A Restaurant Worth Travelling To: The Three Chimneys, Isle of Skye

A Restaurant Worth Travelling To: The Three Chimneys, Isle of Skye


In this series, we travel to some of the UK’s very best restaurants. These establishments are destinations in their own right and merit a day trip or overnighter. This month, we paid a visit to the far-flung Three Chimneys on the Isle of Skye for an unforgettable meal...

The concept…

In 1985, Shirley and Eddie Spear launched The Three Chimneys, a bistro-style eatery serving home-cooked, traditional Scottish dishes with a fine-dining twist. It was unlike anything the island had ever seen. Soon after launching, the restaurant began achieving recognition and awards, including Scottish Restaurant of the Year in 1990 and a Michelin star not long after.
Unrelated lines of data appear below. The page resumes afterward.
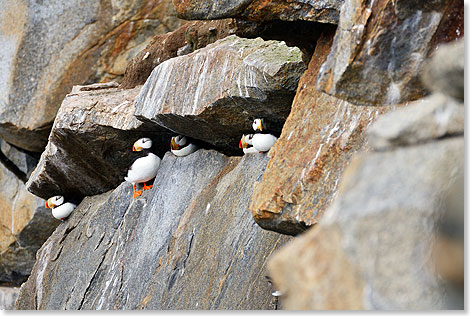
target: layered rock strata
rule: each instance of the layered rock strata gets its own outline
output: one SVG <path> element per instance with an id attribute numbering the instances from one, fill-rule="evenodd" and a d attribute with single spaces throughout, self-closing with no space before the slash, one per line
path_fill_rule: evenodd
<path id="1" fill-rule="evenodd" d="M 186 20 L 212 20 L 237 17 L 253 21 L 315 21 L 338 23 L 342 0 L 173 0 L 180 17 Z"/>
<path id="2" fill-rule="evenodd" d="M 153 35 L 181 24 L 169 0 L 2 1 L 0 137 L 41 152 L 73 85 L 119 80 Z"/>
<path id="3" fill-rule="evenodd" d="M 158 155 L 169 150 L 171 135 L 134 117 L 141 86 L 119 89 L 117 83 L 75 86 L 57 113 L 49 143 L 26 187 L 47 199 L 54 195 L 81 199 L 117 187 L 138 153 L 133 143 L 150 137 Z"/>
<path id="4" fill-rule="evenodd" d="M 290 238 L 247 208 L 268 158 L 168 153 L 150 191 L 87 197 L 38 253 L 18 309 L 273 309 L 269 255 Z"/>
<path id="5" fill-rule="evenodd" d="M 334 30 L 317 41 L 281 137 L 270 150 L 250 209 L 263 228 L 295 235 L 318 223 L 334 198 L 354 152 L 365 148 L 366 127 L 386 109 L 354 106 L 315 89 Z"/>
<path id="6" fill-rule="evenodd" d="M 135 115 L 240 155 L 240 137 L 253 132 L 253 119 L 281 131 L 304 70 L 298 48 L 232 35 L 157 66 Z"/>
<path id="7" fill-rule="evenodd" d="M 416 100 L 439 44 L 463 36 L 463 1 L 346 0 L 317 87 L 356 105 Z"/>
In the last four years alone, the team has retained AA Three Rosettes for fine dining, a Visit Scotland five-star rating for its accommodation and won The Good Food Guide’s Editor’s Choice for Restaurant of the Year 2018. 
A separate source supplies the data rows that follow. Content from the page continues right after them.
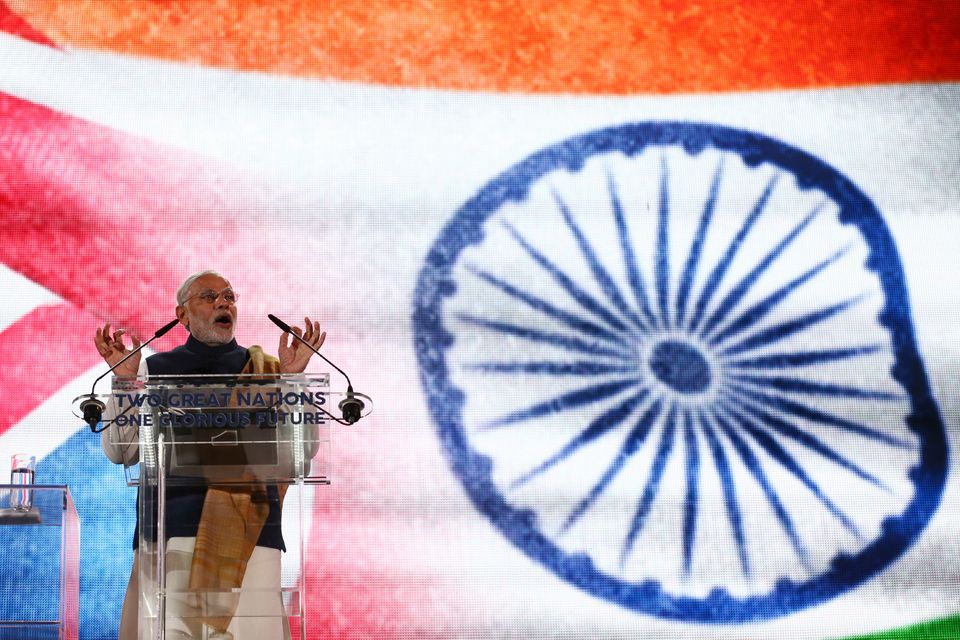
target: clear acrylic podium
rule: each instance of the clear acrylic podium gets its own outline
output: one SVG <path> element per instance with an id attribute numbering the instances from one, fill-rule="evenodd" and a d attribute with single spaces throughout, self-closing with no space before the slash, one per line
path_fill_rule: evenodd
<path id="1" fill-rule="evenodd" d="M 250 629 L 281 627 L 278 640 L 306 638 L 304 533 L 313 486 L 329 484 L 327 389 L 327 374 L 114 378 L 109 437 L 139 447 L 139 474 L 128 469 L 128 483 L 139 486 L 141 640 L 186 637 L 177 635 L 184 629 L 255 640 L 263 632 Z M 280 500 L 287 554 L 279 585 L 189 587 L 192 548 L 175 549 L 171 539 L 195 539 L 171 537 L 174 500 L 199 496 L 206 509 L 211 492 L 244 504 Z M 255 530 L 246 522 L 240 530 Z M 231 635 L 216 635 L 211 618 L 230 621 Z"/>
<path id="2" fill-rule="evenodd" d="M 70 490 L 0 485 L 0 555 L 0 638 L 76 640 L 80 520 Z"/>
In 2019, this global reputation remains (in 2018, the Wall Street Journal described The Three Chimneys as one of the “five restaurants genuinely worth travelling for” in the world), but there’s been a change of guard. This April, the restaurant with rooms was purchased by Scots-born international hotelier Gordon Campbell Gray. Thankfully for fans of the restaurant, Gray’s aim is business as usual, with the introduction of additional investment over time. The Three Chimneys is now a part of his new Scottish hotel and restaurant collection, The Wee Hotel Company, and Shirley Spear will still be involved with the much-loved site. Here's what to expect from a stay over at this longstanding Hebridean bolt hole.

The setting…

Over the last three decades, the Spears have turned the restaurant’s remote location into its USP. The Three Chimneys is housed in an original Skye croft house on the edge of Colbost, a small village on the north coast of the island. From the restaurant windows, guests can gaze out over the sandy shoreline, gaping expanse of loch and towards Dunvegan Castle, the ancestral seat of Clan McLeod: trust us, locations don’t get much more Scottish than this. The rustic charm extends inside, where the original croft stone walls are a feature, the place settings are crafted from local slate, the chairs woven with tweed and the vases filled with thistles. If you’re looking for further immersion, book into the Kitchen Table, where there’s no partitioning, glass or cameras: just an uninterrupted view of the chefs at work. The space can seat eight people as one party, reserved for exclusive use for two or more, or shared with other couples.